Other “Good” Samples • Random Sample: Each individual from the population has an equal chance of being chosen for the sample (every SRS is a Random Sample, but not every Random Sample is an SRS). • Example (Random Sample): Each student flips the same coin. If your coin is… • …heads, you are included in the sample. • …tails, you are not include in the sample. • Each studenthas the same chance of being included. Why does this NOT produce an SRS?
Other “Good” Samples • Stratified Sample: Divide the population into mutually exclusive groups (strata), and choose a sample (often an SRS) from within each group. • This is often done if we want to account for some kind of population demographics. • Example: If our population is 60% women and 40% men, we might choose a sample of 30 women and 20 men. Sample demographics match those of the population.
Other “Good” Samples • Cluster Sampling: Divide the population into mutually exclusive groups (clusters), and randomly choose a set of clusters. For each selected cluster, gather data from all individuals within that cluster. • Example: There are 17 sections of Math 1231 currently offered at Clayton State. Randomly choose 3 sections, and survey all students from each of those 3 sections.

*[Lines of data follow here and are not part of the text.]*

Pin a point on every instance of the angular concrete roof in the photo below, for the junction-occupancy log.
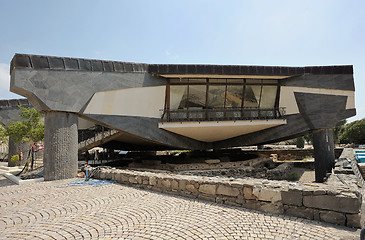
(69, 64)
(9, 103)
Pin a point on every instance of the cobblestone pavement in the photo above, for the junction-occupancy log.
(56, 210)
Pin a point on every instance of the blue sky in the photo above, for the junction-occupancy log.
(278, 33)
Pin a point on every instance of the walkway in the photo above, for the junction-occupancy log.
(56, 210)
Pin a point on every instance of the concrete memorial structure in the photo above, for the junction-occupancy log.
(9, 111)
(176, 106)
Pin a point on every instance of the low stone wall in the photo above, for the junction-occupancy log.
(338, 204)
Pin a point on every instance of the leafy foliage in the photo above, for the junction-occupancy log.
(30, 128)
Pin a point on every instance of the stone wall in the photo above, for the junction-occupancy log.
(338, 204)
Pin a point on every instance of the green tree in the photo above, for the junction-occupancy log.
(354, 132)
(29, 129)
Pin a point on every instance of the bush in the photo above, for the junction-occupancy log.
(14, 159)
(292, 177)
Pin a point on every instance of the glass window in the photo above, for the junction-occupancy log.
(234, 96)
(178, 80)
(196, 98)
(217, 80)
(268, 97)
(253, 81)
(216, 96)
(178, 97)
(252, 96)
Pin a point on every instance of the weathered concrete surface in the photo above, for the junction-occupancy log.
(60, 148)
(10, 111)
(14, 149)
(324, 154)
(56, 210)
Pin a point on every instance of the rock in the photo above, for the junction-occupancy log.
(301, 212)
(208, 189)
(166, 183)
(272, 208)
(292, 198)
(182, 185)
(247, 193)
(228, 191)
(212, 161)
(334, 203)
(81, 175)
(133, 180)
(174, 185)
(190, 188)
(354, 220)
(265, 194)
(332, 217)
(153, 181)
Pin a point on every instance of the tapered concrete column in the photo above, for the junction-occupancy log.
(14, 149)
(324, 153)
(60, 145)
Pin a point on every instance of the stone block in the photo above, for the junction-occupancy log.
(124, 178)
(354, 220)
(266, 194)
(153, 181)
(272, 208)
(133, 180)
(228, 191)
(301, 212)
(208, 189)
(182, 185)
(166, 183)
(252, 204)
(174, 185)
(206, 197)
(332, 217)
(334, 203)
(247, 193)
(212, 161)
(319, 192)
(102, 174)
(190, 188)
(292, 198)
(109, 175)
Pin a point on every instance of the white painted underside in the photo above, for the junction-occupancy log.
(139, 101)
(287, 97)
(216, 131)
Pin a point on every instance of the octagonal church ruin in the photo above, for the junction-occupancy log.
(180, 106)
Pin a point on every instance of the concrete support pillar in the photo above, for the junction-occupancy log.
(260, 147)
(60, 145)
(14, 149)
(324, 153)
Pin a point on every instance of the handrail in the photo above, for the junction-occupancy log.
(221, 114)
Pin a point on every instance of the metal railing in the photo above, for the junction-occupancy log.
(223, 114)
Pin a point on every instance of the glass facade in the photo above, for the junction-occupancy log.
(222, 98)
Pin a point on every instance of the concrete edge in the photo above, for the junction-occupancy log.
(18, 181)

How are the data obtained? • In addition to choosing a “good” sample, it is important to distinguish between the following two general scenarios: • Observational Study: Simply observe and/or measure individuals, without attempting to modify their characteristics or behavior. • Experiment: Deliberately impose a specific set of conditions (a treatment) on each individual. A valid experiment has more than one possible treatment, and we can compare results.
Example: Experiment vs. Observational Study Question: Is there any sort of relationship between caffeine use and exam scores? Here is an Observational Study: Just before the exam, record how much caffeine each student has consumed today. Record each student’s exam score. It will probably be the case that different students consume different amounts of caffeine, but we do not deliberately try to create this difference. 08/15/11
Example: Experiment vs. Observational Study Question: Is there any sort of relationship between caffeine use and exam scores? Here is an Experiment: Require students to consume no caffeine on exam day. 15 minutes before the exam, give each student a cup of coffee. Some students will get regular coffee (with caffeine), others will get decaffeinated coffee. Record each student’s exam score. It will certainly be the case that different students consume different amounts of caffeine, because we deliberately created such a difference. 08/15/11
Questions for Discussion • In the Experiment, why not give all students a cup of (caffeinated) coffee? • In the Experiment, why not use “regular coffee” versus “no coffee”? • What are some advantages/disadvantages of the Study versus the Experiment? • Can you think of a scenario where it would not be possible to do an Experiment?